If that description sounds a bit foreign to American hunters, it is. In the States, most hog hunting is either incidental to other hunts conducted for game animals like the white-tailed deer or centered around chasing the rooters near key food resources. But across the Atlantic, hunting hogs is based upon the long-standing European tradition of driven shoots where drivers clad in hunter-safety orange make their way through the woods, pushing game toward hunters waiting in elevated stands.
Add in the driven hunt’s need for proper sexing of boars — only mature male boars are sought — not to mention the sights and sounds of game suddenly appearing on the run in the colorful autumn woods. The result is an adrenaline-charged moment all hunters know and live for, regardless of where they happen to live.
The hog suddenly appears on the run, darting this way and that, bringing the need for a snap decision to safely shoot or not. If the hunter and his guide make the decision to shoot, that moment is immediately followed by the need for a skillful and safe shot, one that humanely dispatches the game animal destined for the table.
“Driven boar hunting is completely different than hog hunting in America," said Petrie. "Here, we're on a stand and working with beaters and dogs who are pushing boars by your stand, whereas in America, hog hunting is about eradication, so it's (about) shooting everything and not being as mindful about shot placement and sexing and sizing (of hogs) as we are here. It makes it more difficult.”
It certainly isn’t easy in Europe or America, but Oettingen-Spielberg seems to make it look otherwise thanks to his cool demeanor and deadly accuracy with a Sauer 404 bolt-action rifle.
In one rapid-fire sequence in the season-opening episode, Franz quietly shouldered his rifle as a wild hog appeared in the woods, turning loose an accurate Hornady round that quickly anchored the rooter as it ran.
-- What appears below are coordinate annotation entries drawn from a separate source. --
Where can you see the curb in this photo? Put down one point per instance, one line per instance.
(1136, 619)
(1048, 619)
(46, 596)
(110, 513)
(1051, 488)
Moments later, another big boar appeared, bringing the same result after a quick follow-up shot was sent downrange. And before the wisp of smoke had barely finished curling away from the warm steel of Franz’s rifle barrel, the process was repeated for a third time in a matter of mere seconds.
”When you're hunting with the Michael Jordan of wild boar hunting, four shots ... that's probably four boars on the ground,” said Petrie with another grin.
Well, even basketball’s all-time great occasionally missed, and so did Franz along with the others. But the whole point of a driven shoot is essentially the same as it is in America — taking meat for the table while effectively managing the number of game animals on a particular piece of ground, keeping them within the carrying capacity of the land.
Add in the deep traditions of European hunters that have been going on for hundreds of years, and the result is an experience that moves the senses thanks to the rich colors of the autumn woods, the smell of the muddy turf, the sounds of the hunting horn and hounds in the forests, and the thrill of the chase as game suddenly appears.
Follow that up with reverent honor for a downed game animal, the preparing of that animal for the table, and the enjoyment of good food and drink with fellow hunters, family, and friends and getting a case of Wild Boar Fever is an almost certain result.
Whether you’re a newbie like Petrie or a seasoned veteran like Franz.
Because he’s out there, the wild boar you’re dreaming of, no matter which side of the Atlantic you find yourself hunting upon.